A Rede Estadual de Serviços Hemoterápicos - Rede Hemo realizou, no último sábado (7), uma roda de conversa voltada a pacientes com hemofilia no Hemocentro Coordenador Estadual de Goiás Prof. Nion Albernaz, em Goiânia. A ação foi promovida em parceria com a Associação dos Hemofílicos do Estado de Goiás e marcou o anúncio de importantes inovações no cuidado e no acompanhamento do tratamento domiciliar com medicamentos pró-coagulantes.
Durante o encontro, foram apresentadas medidas que qualificam o processo assistencial, ampliam a segurança sanitária e fortalecem a autonomia dos pacientes e familiares. Entre os avanços está a incorporação do Emicizumabe para crianças de 0 a 6 anos com hemofilia A, ampliando o acesso a uma terapia inovadora e menos invasiva. Também foi anunciada a entrega de potes rígidos e rastreáveis para o descarte adequado de materiais perfurocortantes, além de uma cartilha educativa e a exibição de um vídeo orientativo com informações técnicas sobre armazenamento e conservação dos fatores de coagulação.
O gerente de Assistência Farmacêutica do Instituto de Desenvolvimento Tecnológico e Humano - Idtech, André Cândido, destacou que a iniciativa representa uma mudança estrutural na forma de organizar o cuidado. “Estamos reunidos com a Associação dos Pacientes Hemofílicos para falar sobre a inserção do Emicizumabe, um tratamento inovador, e para dar ênfase aos cuidados com os perfurocortantes. Antes, os pacientes armazenavam esses materiais da melhor forma que conseguiam, muitas vezes em garrafas PET, o que podia trazer risco de acidentes e contaminação. Idealizamos potes personalizados e identificados, que permitem rastrear a origem do material. Isso traz segurança para o paciente, para os profissionais e também para o meio ambiente”, afirmou.

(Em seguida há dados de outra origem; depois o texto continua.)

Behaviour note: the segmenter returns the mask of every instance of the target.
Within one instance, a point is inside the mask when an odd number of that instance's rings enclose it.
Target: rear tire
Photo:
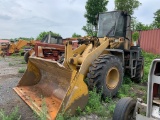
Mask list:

A hematologista e responsável técnica pelo Hemocentro, Érika Paiva, explicou que o novo fluxo facilita o manejo domiciliar e elimina riscos associados ao descarte inadequado. “Com esses potes rastreáveis, o paciente leva o coletor para casa e devolve na unidade, e nós mesmos realizamos a destinação correta. Muitos perfurocortantes têm contato com sangue, especialmente em acessos venosos, o que representa risco de contaminação. Essa medida evita acidentes e dá mais praticidade para eles”, ressaltou.
Ela também reforçou a importância das orientações sobre conservação dos medicamentos. “Abordamos qual o local adequado da geladeira, a temperatura correta, a necessidade de não congelar o produto e, em alguns casos específicos, a possibilidade de manter em temperatura ambiente, sem exposição solar. É fundamental evitar desperdícios de um fator que é caro, dispendioso e essencial para o tratamento.”
Para as famílias, o momento foi de aprendizado e fortalecimento de vínculos. Keila Potelho, secretária da Associação e mãe de João Pedro, 16 anos, e Enzo, 8 anos, ambos com hemofilia grave, compartilhou sua experiência com os dois modelos terapêuticos. “Já são oito anos aqui, é a nossa segunda casa. O João faz profilaxia três vezes na semana com fator VIII, e o Enzo entrou no programa do Emicizumabe, com aplicação a cada 15 dias. São experiências diferentes, mas ambas muito positivas. Eu amo cada uma das experiências que estamos vivendo”, relatou.
Sobre o descarte de perfurocortantes, Keila reconheceu o impacto prático da mudança. “Eu usava garrafa PET, fazia um furo e colocava as agulhas ali. Agora, com os potinhos, vai facilitar muito mais. Vai ajudar não só a minha família, mas outras também a fazer o uso correto. Essa orientação é muito importante para aprender a separar e manusear os materiais.”
O presidente da Associação dos Hemofílicos do Estado de Goiás e primeiro vice-presidente da Federação Brasileira de Hemofilia, Jorge Pereira Porto Pereira, enfatizou que ações educativas são essenciais para a evolução do cuidado. “Toda forma de ação educativa vem ao encontro das nossas necessidades. Armazenamento, descarte, tudo isso faz parte das nossas lutas. Hoje o tratamento está muito mais acessível do que no passado, mas precisamos continuar mudando a mentalidade das pessoas. Essa união entre a associação e o Hemocentro é fundamental para fortalecer vínculos e tratar nossa comunidade de maneira humanitária”, afirmou.